COLORADO SPRINGS – Colorado Governor Jared Polis has signed a bipartisan bill championed by a quartet of lawmakers from El Paso County banning the use of firefighting foam containing the chemical pollutant perfluoroalkyl and polyfluoroalkyl, commonly referred to as PFAS.
Beginning on August 2, all fire departments in Colorado will be prevented from using the Class B firefighting foam for training purposes; it can only be used in real-life emergencies. Then in August of 2021, the sale of foams containing the PFAS will be banned completely. Manufacturers will also be required to disclose the chemical composition of their products.
According to the EPA, PFAS were first developed in the late 1930s and early 1940s. In addition to their use in firefighting foams, other commercial applications include as a non-stick coating for cookware and food packaging as well as a stain repellant.
The compound doesn’t break down naturally and levels can accumulate in humans and animals as well as in the soil and water over time. US Chemical manufacturers voluntarily stopped producing the compounds in 2015. The following summer, the EPA set a health advisory level for PFAS exposure in drinking water to 70 parts per trillion.

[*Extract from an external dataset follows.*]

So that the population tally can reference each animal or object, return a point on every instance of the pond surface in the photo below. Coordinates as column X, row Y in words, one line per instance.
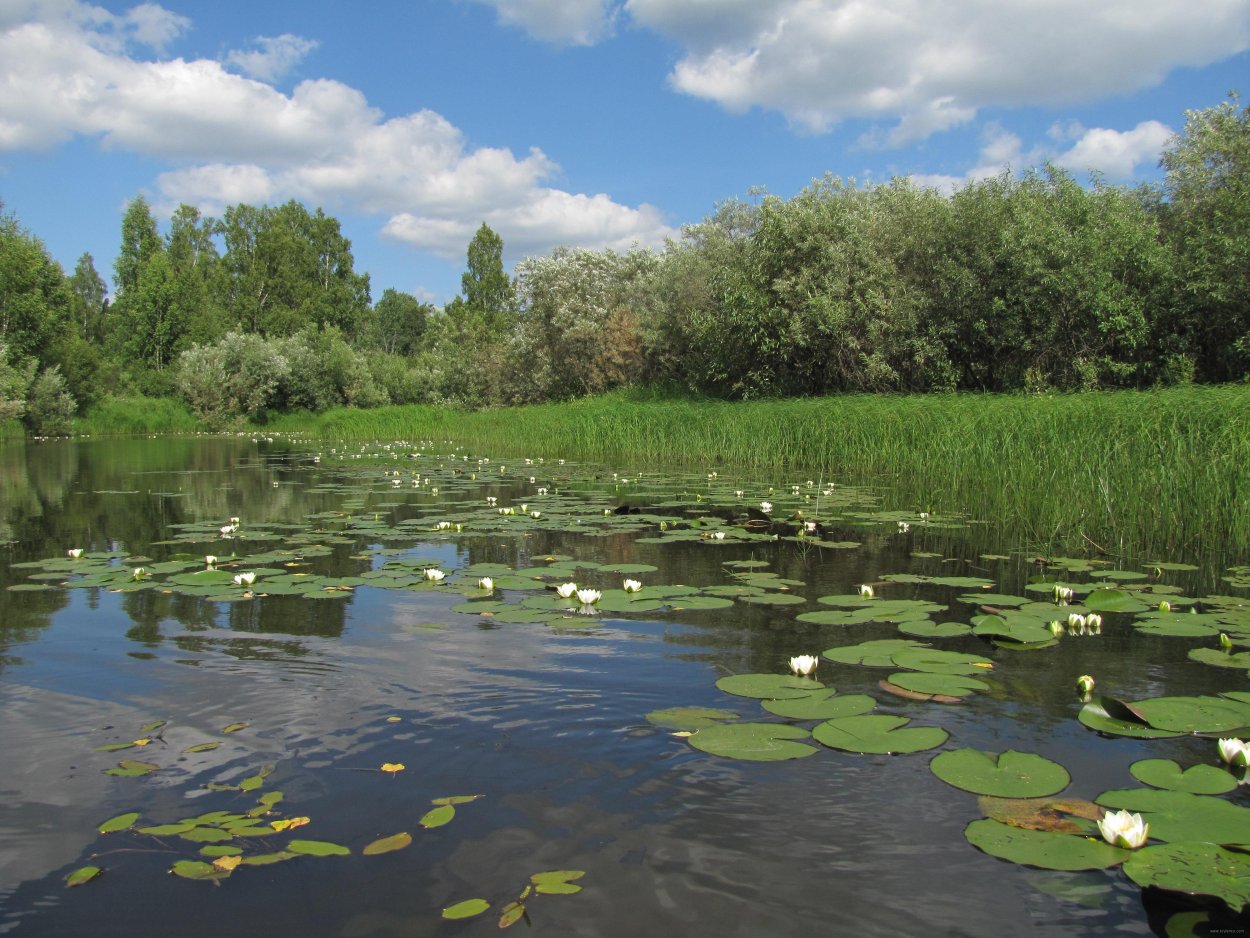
column 345, row 655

Water samples taken from various wells in the Fountain Valley in the Summer of 2016 showed elevated PFAS levels that exceeded the 70 ppt threshold. The suspected source of the pollution was firefighting foam used during training at Peterson Air Force Base.
“Over the years, it got into the soil, it got into the water,” said State Rep. Tony Exum, a Democrat from Colorado Springs. He co-sponsored House Bill 19-1279 with Republican State Rep. Lois Landgraf. State Senators Pete Lee and Dennis Hisey sponsored the measure in the Senate.
Landgraf said it was a pleasure to work with her colleagues on this “extremely important bill.”
“A bill that will help prevent further contamination of the water in the Fountain Valley which was the most populated area in the nation to be affected by PFOA AND PFAS,” she said.
According to the EPA, studies on lab animals showed the compounds can cause tumors, are harmful to the liver, kidneys, the immune system and have adverse effects on reproduction and development.
“I think people realize this was not only a good piece of legislation, but it was smart legislation and it was needed legislation,” Rep. Exum said.
Officials with the City of Fountain tell News 5 that the Air Force has been a great partner who is leaning forward to help build a water treatment system that will filter out the chemicals. The head of the Colorado Department Public Health and Environment will visit the community next month in an effort to raise awareness in state government about the environmental impact of PFAS.
Researchers with the US Food and Drug Administration shared new findings from a study which discovered elevated levels of PFAS in grocery store foods during a scientific convention in Finland last week. According to the Associated Press, the researchers measured elevated levels of the compound in raw meat, seafood, and pre-packaged chocolate cakes.